Outside The Ordinary World is remarkably complex for a debut novel. Can you tell us a bit about how you got the idea for the book and how the story evolved?
Thank you for this wonderful compliment, Mandy. I started the book, many years ago, as a memoir about the dissolution of my childhood family. I wanted to write about the family alliances, secrets and betrayals that had so defined my own coming-of-age. Over time, though, the story became quite fictionalized: I realized that I was more interested in the emotional truth of my experience than the actual facts... In short, wanted to make things up. Still, fictionalized though it was, it was still a traumatic story for me to write: it took several incarnations to get the right shape.
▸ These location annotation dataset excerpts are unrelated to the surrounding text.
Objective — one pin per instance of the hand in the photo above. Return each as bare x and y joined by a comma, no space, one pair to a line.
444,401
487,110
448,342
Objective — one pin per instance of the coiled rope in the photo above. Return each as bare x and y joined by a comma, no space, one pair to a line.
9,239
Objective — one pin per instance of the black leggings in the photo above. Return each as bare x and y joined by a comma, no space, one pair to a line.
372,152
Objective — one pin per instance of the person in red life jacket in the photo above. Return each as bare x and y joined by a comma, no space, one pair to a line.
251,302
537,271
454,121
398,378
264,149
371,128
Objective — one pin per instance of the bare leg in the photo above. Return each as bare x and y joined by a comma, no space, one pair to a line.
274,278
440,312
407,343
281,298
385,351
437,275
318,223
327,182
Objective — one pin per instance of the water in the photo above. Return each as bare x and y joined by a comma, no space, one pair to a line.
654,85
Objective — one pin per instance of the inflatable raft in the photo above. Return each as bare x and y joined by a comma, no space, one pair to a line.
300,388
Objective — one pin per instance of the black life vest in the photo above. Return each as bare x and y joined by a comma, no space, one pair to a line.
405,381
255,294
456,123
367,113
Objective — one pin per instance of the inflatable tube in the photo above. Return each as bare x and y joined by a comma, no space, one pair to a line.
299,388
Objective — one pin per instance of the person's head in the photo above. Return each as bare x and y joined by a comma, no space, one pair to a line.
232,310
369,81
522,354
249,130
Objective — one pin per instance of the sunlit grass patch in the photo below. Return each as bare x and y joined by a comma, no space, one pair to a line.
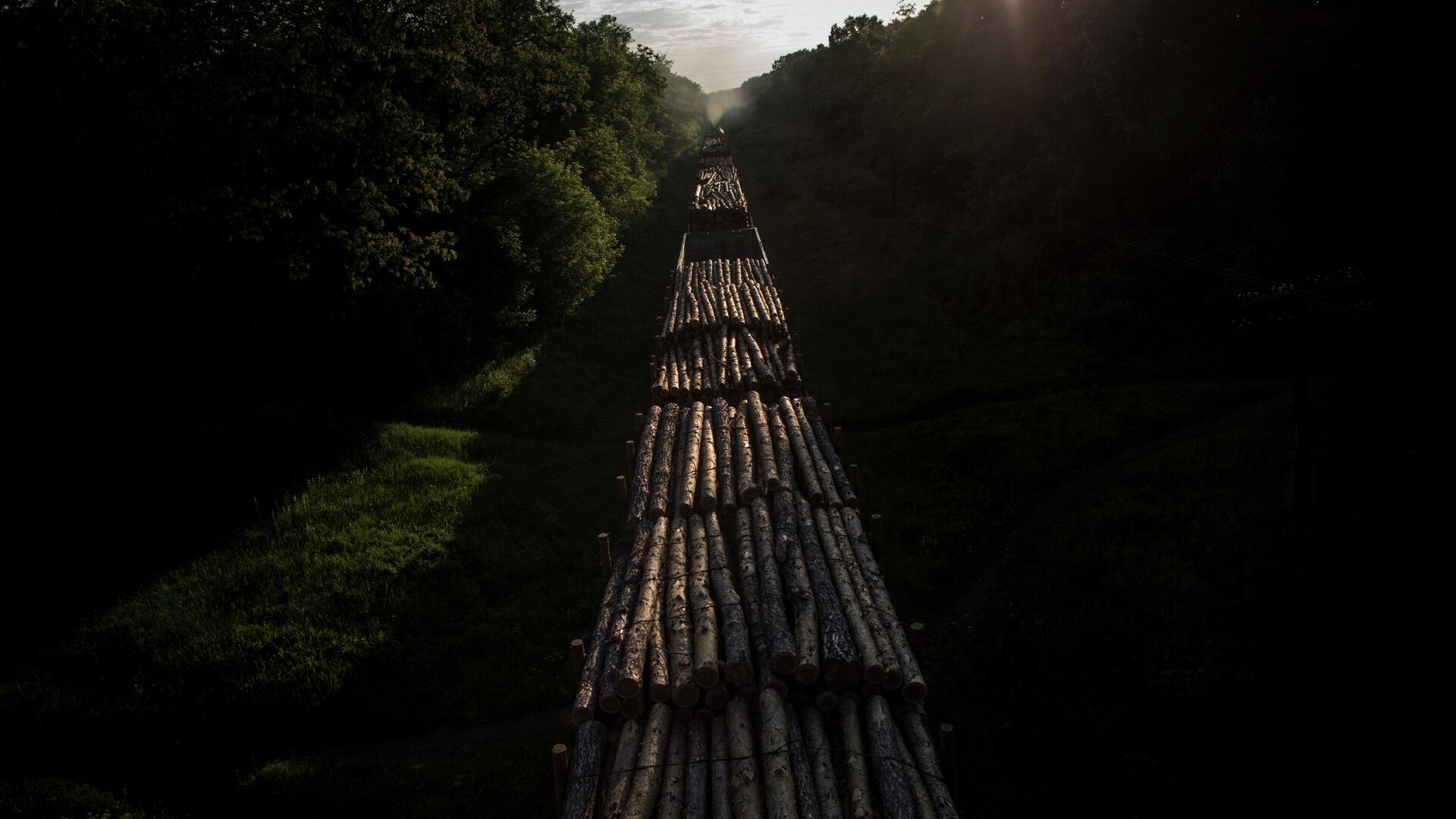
281,615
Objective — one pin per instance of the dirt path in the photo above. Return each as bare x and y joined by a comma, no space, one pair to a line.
1055,504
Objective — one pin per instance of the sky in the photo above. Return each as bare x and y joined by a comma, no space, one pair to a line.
723,42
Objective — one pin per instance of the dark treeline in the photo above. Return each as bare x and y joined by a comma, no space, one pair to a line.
327,196
245,231
1260,137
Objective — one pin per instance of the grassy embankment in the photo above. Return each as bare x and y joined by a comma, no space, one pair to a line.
430,579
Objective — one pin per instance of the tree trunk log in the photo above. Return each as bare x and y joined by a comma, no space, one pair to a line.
783,452
723,431
867,604
679,623
642,468
743,457
770,594
854,615
708,465
737,651
924,808
702,608
644,615
804,795
663,461
802,460
778,770
913,687
799,592
896,800
836,468
647,783
821,765
743,765
840,661
698,765
762,442
672,803
858,802
723,799
688,466
912,722
585,768
619,784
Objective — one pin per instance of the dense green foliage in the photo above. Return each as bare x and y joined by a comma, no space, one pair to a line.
395,187
1256,137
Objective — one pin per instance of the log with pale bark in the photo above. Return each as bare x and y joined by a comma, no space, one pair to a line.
701,607
743,765
896,799
854,761
585,770
696,793
840,661
679,621
780,795
821,765
672,802
912,725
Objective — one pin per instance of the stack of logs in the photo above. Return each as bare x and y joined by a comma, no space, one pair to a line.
718,203
761,758
747,661
726,331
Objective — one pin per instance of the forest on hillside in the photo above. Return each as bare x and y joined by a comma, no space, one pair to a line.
327,197
1181,161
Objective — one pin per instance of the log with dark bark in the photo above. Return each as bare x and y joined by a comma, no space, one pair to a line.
836,468
804,796
912,725
663,461
743,768
642,468
924,808
734,630
686,468
762,442
821,765
723,436
647,781
584,706
708,465
645,613
783,453
874,670
805,465
840,661
619,783
858,802
797,591
743,457
780,796
896,800
701,605
679,623
721,786
672,803
585,768
696,793
770,594
913,687
867,602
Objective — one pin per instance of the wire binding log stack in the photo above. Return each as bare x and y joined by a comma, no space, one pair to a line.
747,661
I took long breaks between drafts, and over all, it was about 15 years in the making.
Sylvia is an artist and the manner in which you describe the landscapes and vistas in the book feels almost like a watercolour. Are you an artist too?
I’m not currently painting, but I used to paint—not watercolours, but oils. I love the textures and smells of painting. It makes me incredibly happy to hear that you experienced the story this way, because that’s really what I was going for: I wanted the reader to experience Sylvie’s world almost as one would step into a painting.
Can you tell us a bit about the challenges you faced in getting your novel noticed and published?
You know, it felt excruciating at the time, but in retrospect I think I had it fairly easy compared to some other writers I know. It took a while to find the right agent, for sure—about a year. The book was rejected by nearly 20 agents, then picked up by someone who turned out to be the wrong agent for the book. I had to fire her. Now I have a fantastic agent who I’m sure I’ll be with forever. Once I found her, the book got a lot of interest quickly, and she was able to sell it within a couple of months.
Which character did you identify the most with and why? Was there a character you didn't like or who didn't turn out as you had intended?
I suppose I identified most with Sylvie, since we share similar childhoods, though in truth, I did not have an affair as an adult, and it was a stretch for me to fully understand Sylvie’s choice in doing so. I wanted to make her different than myself, so I decided to let her act things out and really make a mess of her life, rather than working it all out nicely in therapy and through her art.
Roz Benton was the biggest surprise: she’s a character who came out of nowhere and just sort of insisted herself onto the page. Completely fictional and very wacky. At first I wasn’t sure I liked her, but she forced her way into the story and ended up being an important piece of the puzzle.
I believe that you are currently working on your second novel. Can you tell us a bit more about that?
I’m currently writing a story about a young wife/teacher who loses her husband in a school shooting and in the wake of this loss, begins to question everything she once believed about her life, her marriage. There are issues of class, family secrets, conflicts within her community... She’s forced to make a difficult choice... It’s really a story about finally growing up, coming to terms with painful truths and making your own happiness in an imperfect perfect world. I guess that’s all I want to say about it at present.